If I have a function $S: \mathbb{R}^2 \to \mathbb{R}$ that describes energy falloff in space.
I have a source $S$ positioned at $(S_x, S_y)$
and the intensity at any given point in space (x, y) is
$$ S(x, y) = \frac{1}{(S_x - x)^2 + (S_y - y)^2} $$
Now, I've measured the intensity of the space so I know the value of all $S(x, y)$; however, I don't know the position of the source $(S_x, S_y)$. I'd like to make an initial guess of the source's position and use gradient descent to find the position.

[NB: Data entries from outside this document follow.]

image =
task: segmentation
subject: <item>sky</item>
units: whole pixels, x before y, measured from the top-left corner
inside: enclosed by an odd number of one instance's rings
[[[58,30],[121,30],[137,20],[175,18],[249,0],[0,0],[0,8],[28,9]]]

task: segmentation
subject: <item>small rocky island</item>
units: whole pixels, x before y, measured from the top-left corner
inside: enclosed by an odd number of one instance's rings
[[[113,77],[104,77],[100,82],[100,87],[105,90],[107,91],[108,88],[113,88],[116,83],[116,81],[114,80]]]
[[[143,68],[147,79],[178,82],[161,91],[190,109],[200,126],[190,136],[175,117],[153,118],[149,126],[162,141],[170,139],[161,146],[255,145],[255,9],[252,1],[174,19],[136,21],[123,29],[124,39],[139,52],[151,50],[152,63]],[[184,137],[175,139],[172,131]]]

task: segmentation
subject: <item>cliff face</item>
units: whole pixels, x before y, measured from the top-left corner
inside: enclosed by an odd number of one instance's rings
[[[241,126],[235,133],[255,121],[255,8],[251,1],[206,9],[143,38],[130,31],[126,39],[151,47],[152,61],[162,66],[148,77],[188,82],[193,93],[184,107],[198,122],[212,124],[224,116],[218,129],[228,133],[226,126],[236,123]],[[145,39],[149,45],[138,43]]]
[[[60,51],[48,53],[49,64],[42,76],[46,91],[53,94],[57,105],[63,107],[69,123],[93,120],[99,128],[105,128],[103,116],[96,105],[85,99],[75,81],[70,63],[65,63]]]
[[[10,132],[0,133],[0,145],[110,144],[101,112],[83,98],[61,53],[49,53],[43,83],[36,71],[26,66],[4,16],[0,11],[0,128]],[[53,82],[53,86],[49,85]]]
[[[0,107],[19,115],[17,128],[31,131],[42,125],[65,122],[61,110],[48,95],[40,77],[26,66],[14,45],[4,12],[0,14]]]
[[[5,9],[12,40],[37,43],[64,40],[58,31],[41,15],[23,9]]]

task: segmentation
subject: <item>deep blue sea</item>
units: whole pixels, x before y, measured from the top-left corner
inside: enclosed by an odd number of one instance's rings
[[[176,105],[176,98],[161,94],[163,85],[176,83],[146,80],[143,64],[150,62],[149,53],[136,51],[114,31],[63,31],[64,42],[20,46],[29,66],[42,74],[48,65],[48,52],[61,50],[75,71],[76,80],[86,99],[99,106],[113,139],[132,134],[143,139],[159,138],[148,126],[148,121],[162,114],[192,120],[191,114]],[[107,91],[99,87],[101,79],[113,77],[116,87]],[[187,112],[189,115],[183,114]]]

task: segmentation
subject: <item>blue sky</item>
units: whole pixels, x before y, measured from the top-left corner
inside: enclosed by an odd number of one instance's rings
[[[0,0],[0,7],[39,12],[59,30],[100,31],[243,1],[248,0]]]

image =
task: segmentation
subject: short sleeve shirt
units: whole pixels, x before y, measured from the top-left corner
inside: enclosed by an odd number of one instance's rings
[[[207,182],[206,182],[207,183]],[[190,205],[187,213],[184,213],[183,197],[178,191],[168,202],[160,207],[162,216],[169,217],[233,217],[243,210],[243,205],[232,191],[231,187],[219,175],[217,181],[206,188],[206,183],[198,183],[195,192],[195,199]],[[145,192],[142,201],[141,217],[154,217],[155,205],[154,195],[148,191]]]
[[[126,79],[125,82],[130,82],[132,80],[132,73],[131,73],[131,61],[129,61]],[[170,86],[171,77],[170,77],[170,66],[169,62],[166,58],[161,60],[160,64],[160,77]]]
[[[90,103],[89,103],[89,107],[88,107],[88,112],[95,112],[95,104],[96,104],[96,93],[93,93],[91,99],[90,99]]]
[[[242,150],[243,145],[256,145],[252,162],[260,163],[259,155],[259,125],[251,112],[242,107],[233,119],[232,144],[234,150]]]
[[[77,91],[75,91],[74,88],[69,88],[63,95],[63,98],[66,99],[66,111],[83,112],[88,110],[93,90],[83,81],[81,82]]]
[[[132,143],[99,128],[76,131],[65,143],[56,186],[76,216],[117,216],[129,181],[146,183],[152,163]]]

Since I know the intensity at every point in space I can make an energy function
$$E(S_x, S_y) = \sum_x \sum_y {\left(S(x, y) - \frac{1}{(S_x - x)^2 + (S_y - y)^2}\right)^2}$$
I'd like to know how to continue with this problem. The problem I'm having is I know intuitively that I need a gradient direction vector to tell me which way to step but if I take the derivative of my energy function I'll get a scalar function back which will give me how much but not how much to move in each direction.
I'm sure this was solved awhile ago, but the key is that one needs a gradient, rather than a (total) derivative.

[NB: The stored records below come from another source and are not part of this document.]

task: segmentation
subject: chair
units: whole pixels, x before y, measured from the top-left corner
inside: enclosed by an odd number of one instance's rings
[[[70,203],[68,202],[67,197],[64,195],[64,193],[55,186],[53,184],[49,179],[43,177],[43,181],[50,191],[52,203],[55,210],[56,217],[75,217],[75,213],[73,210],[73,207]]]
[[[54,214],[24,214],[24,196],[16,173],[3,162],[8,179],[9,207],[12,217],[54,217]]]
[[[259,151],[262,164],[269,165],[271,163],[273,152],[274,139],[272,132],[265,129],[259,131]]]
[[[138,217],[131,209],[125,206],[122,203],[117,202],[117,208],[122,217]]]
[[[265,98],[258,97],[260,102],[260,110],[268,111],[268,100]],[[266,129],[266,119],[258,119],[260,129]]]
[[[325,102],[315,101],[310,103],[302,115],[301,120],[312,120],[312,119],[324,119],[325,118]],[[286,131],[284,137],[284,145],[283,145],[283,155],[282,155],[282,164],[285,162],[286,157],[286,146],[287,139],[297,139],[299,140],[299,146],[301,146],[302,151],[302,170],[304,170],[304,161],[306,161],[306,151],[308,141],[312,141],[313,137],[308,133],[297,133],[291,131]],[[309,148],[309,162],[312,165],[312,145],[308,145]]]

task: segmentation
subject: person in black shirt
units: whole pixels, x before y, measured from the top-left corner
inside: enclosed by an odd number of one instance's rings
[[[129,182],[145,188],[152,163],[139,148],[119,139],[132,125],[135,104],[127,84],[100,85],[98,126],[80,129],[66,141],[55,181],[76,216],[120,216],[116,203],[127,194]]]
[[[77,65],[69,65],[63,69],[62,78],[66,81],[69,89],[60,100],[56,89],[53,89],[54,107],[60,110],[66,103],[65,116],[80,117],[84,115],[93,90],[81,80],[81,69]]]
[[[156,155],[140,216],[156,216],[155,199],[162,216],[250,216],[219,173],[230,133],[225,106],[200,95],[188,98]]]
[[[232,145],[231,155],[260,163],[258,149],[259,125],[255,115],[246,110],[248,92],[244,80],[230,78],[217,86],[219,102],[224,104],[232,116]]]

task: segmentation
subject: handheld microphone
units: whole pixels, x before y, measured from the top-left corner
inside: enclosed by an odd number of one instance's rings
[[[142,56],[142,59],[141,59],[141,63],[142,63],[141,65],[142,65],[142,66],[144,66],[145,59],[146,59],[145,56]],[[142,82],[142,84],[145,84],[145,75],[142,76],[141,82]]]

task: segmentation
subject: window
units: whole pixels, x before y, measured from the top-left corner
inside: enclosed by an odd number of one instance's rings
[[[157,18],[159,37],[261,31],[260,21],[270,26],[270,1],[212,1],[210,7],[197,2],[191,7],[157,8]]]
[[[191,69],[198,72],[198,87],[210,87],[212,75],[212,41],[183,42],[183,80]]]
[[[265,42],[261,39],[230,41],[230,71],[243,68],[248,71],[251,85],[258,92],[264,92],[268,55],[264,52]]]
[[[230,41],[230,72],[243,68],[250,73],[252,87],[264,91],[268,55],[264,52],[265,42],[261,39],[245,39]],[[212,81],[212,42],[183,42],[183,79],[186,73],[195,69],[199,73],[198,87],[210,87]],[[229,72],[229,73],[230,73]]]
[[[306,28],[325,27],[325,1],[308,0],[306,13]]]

I'll just rewrite your energy function as: $$ E(p,q) = \sum_x\sum_y \left[ S(x,y) - \frac{1}{(p-x)^2+(q-y)^2} \right]^2 $$ Then the gradient is a vector, given by: $$ \nabla E(p,q) = \begin{bmatrix} \partial_pE \\ \partial_qE \end{bmatrix} $$ In this case, I think we get: \begin{align*} \partial_p E &= \frac{\partial}{\partial p} \sum_x\sum_y \left[ S(x,y) - \frac{1}{(p-x)^2+(q-y)^2} \right]^2 \\ &= \sum_x\sum_y 2\left[ S(x,y) - \frac{1}{(p-x)^2+(q-y)^2} \right] \frac{\partial}{\partial p}\left( S(x,y) - \frac{1}{(p-x)^2+(q-y)^2} \right)\\ &= \sum_x\sum_y 2\left[ S(x,y) - \frac{1}{(p-x)^2+(q-y)^2} \right] \frac{\partial}{\partial p}\left( - [{(p-x)^2+(q-y)^2}]^{-1} \right)\\ &= \sum_x\sum_y 2\left[ S(x,y) - \frac{1}{(p-x)^2+(q-y)^2} \right] \left( [{(p-x)^2+(q-y)^2}]^{-2}(2p-x) \right)\\ &= 2\sum_x\sum_y \left[ S(x,y) - \frac{1}{(p-x)^2+(q-y)^2} \right] \left( \frac{2p-x}{[{(p-x)^2+(q-y)^2}]^{2}} \right) \end{align*} So by symmetry: $$ \partial_q E = 2\sum_x\sum_y \left[ S(x,y) - \frac{1}{(p-x)^2+(q-y)^2} \right] \left( \frac{2q-y}{[{(p-x)^2+(q-y)^2}]^{2}} \right) $$ Now, suppose you start at some guess value $(p_0,q_0)$. Then we run gradient descent from $t=1$ until convergence: $$ \begin{bmatrix} p_t \\ q_t \end{bmatrix} = \begin{bmatrix} p_{t-1} \\ q_{t-1} \end{bmatrix} - \eta_t \nabla E(p_{t-1},q_{t-1}) $$ where $\eta_t$ is the step size at time $t$.